The model features a novel Thinker-Talker architecture, which is an end-to-end multimodal model designed to support text, image, audio, and video cross-modal understanding. It also introduces a new position encoding technology called TMRoPE (Time-aligned Multimodal RoPE), which achieves precise synchronization of video and audio inputs through time-axis alignment. This architecture supports fully real-time interaction, allowing for block input and immediate output, and generates natural and stable voice outputs that surpass many existing streaming and non-streaming alternatives.
Qwen2.5-Omni demonstrates superior performance compared to similarly sized single-modal models. In benchmark tests, it outperforms Qwen2-Audio in audio capabilities and matches the performance of Qwen2.5-VL-7B. The model also excels in end-to-end voice command following, achieving results comparable to text input processing in benchmarks such as MMLU for general knowledge understanding and GSM8K for mathematical reasoning.
The model's architecture consists of a dual-core Thinker-Talker design. The Thinker module acts as the brain, processing text, audio, and video inputs to generate high-level semantic representations and corresponding text content. The Talker module functions like a vocal organ, receiving real-time semantic representations and text from the Thinker and smoothly synthesizing discrete speech units. The Thinker is based on a Transformer decoder architecture, integrating audio and image encoders for feature extraction, while the Talker uses a dual-track autoregressive Transformer decoder design. This design allows the Talker to directly receive high-dimensional representations from the Thinker during training and inference, sharing all historical context information to form an end-to-end unified model architecture.

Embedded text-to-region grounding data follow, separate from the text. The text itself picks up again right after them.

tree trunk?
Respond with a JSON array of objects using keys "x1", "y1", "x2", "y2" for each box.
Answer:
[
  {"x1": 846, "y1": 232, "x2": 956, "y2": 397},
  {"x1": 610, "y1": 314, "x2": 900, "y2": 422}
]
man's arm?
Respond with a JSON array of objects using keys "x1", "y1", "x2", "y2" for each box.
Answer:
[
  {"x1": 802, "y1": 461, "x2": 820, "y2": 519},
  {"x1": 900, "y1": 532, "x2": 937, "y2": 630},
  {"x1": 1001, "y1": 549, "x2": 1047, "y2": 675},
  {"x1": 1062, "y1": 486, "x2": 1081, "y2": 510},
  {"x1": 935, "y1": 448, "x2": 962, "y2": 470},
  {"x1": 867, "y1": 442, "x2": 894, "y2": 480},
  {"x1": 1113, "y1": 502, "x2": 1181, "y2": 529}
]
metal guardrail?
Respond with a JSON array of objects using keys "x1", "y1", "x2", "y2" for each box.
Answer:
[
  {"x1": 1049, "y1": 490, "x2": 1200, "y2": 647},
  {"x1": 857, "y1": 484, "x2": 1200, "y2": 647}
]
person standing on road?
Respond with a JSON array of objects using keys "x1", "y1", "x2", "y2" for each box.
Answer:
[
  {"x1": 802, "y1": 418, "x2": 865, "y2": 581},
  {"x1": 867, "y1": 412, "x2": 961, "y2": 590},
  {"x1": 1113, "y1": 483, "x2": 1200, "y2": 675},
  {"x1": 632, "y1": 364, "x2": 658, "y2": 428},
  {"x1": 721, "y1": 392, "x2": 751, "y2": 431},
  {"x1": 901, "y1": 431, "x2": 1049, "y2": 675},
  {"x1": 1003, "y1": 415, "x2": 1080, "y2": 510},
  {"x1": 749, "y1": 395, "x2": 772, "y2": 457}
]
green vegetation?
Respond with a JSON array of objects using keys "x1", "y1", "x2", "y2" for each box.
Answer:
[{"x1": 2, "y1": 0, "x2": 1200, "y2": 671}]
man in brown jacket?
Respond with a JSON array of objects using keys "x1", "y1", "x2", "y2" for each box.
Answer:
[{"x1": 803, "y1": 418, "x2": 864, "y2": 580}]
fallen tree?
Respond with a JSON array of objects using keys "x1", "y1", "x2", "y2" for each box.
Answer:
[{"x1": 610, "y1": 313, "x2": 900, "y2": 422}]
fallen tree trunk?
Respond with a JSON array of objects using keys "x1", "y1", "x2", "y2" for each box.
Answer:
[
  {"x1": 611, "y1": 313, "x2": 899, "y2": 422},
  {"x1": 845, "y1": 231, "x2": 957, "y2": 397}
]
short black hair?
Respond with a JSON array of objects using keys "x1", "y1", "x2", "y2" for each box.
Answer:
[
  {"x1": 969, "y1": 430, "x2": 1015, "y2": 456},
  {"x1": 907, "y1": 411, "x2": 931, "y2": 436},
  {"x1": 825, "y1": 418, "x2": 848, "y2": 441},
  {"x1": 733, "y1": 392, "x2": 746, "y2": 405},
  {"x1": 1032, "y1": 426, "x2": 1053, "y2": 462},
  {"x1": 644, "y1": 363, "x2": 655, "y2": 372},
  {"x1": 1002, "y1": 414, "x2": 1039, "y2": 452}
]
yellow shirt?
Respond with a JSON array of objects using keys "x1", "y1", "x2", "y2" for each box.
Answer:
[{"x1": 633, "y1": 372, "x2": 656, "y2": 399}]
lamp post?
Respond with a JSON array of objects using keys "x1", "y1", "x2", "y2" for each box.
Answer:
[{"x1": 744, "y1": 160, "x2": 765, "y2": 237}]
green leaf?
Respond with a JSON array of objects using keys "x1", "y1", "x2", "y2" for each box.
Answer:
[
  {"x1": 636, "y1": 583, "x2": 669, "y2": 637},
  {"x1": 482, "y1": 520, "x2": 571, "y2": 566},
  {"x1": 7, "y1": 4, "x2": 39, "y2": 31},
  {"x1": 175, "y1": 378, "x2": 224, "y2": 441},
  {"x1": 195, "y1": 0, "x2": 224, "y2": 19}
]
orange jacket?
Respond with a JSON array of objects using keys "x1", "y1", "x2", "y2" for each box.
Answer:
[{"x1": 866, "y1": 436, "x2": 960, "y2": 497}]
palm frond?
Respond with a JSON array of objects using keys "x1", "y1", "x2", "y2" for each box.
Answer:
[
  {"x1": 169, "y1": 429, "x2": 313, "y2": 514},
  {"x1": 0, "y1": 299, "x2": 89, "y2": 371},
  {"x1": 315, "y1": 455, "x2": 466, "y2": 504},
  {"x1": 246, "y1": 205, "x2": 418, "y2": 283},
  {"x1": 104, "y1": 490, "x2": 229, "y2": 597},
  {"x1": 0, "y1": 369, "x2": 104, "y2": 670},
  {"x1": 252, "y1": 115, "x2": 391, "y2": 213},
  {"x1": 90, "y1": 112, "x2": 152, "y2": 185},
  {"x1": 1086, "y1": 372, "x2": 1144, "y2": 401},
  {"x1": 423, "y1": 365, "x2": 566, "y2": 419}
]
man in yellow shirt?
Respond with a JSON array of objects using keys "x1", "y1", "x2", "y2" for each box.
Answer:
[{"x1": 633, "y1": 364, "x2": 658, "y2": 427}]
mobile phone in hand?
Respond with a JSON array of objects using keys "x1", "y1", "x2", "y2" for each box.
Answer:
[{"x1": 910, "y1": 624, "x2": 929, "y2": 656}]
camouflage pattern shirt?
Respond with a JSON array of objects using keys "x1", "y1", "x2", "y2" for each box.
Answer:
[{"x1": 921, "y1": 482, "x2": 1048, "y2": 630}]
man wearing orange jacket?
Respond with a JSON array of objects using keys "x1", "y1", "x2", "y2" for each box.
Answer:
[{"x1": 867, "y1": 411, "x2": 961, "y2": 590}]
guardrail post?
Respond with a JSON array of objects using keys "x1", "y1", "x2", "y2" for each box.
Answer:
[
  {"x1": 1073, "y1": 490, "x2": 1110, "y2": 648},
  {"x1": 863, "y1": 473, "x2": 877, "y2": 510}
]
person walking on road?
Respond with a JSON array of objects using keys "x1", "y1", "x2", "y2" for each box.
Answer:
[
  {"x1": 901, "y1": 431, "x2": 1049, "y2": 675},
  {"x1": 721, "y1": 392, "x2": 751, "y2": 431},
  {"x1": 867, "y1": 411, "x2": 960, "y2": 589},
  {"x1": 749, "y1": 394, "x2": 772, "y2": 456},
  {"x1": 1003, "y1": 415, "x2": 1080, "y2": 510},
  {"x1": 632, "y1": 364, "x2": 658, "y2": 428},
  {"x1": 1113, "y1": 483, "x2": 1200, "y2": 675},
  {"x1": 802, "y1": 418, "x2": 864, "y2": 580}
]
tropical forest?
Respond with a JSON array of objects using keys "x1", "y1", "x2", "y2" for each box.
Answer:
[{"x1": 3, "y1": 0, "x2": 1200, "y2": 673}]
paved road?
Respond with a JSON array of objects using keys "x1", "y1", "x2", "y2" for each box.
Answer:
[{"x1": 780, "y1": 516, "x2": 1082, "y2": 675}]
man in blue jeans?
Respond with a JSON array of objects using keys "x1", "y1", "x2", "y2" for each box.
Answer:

Qwen2.5-Omni's performance is superior in various modalities, including image, audio, and audiovisual tasks, compared to similarly sized single-modal models and closed-source models such as Qwen2.5-VL-7B, Qwen2-Audio, and Gemini-1.5-pro. In the multimodal task OmniBench, Qwen2.5-Omni achieves state-of-the-art performance. Additionally, in single-modal tasks, it excels in areas such as speech recognition (Common Voice), translation (CoVoST2), audio understanding (MMAU), image reasoning (MMMU, MMStar), video understanding (MVBench), and speech generation (Seed-tts-eval and subjective natural listening).
Tongyi Qianwen is eager to receive feedback and see the innovative applications developed using Qwen2.5-Omni. In the near future, the company plans to enhance the model's ability to follow voice commands and improve its audiovisual collaborative understanding capabilities. The ultimate goal is to continuously expand the boundaries of multimodal capabilities to develop a comprehensive general-purpose model.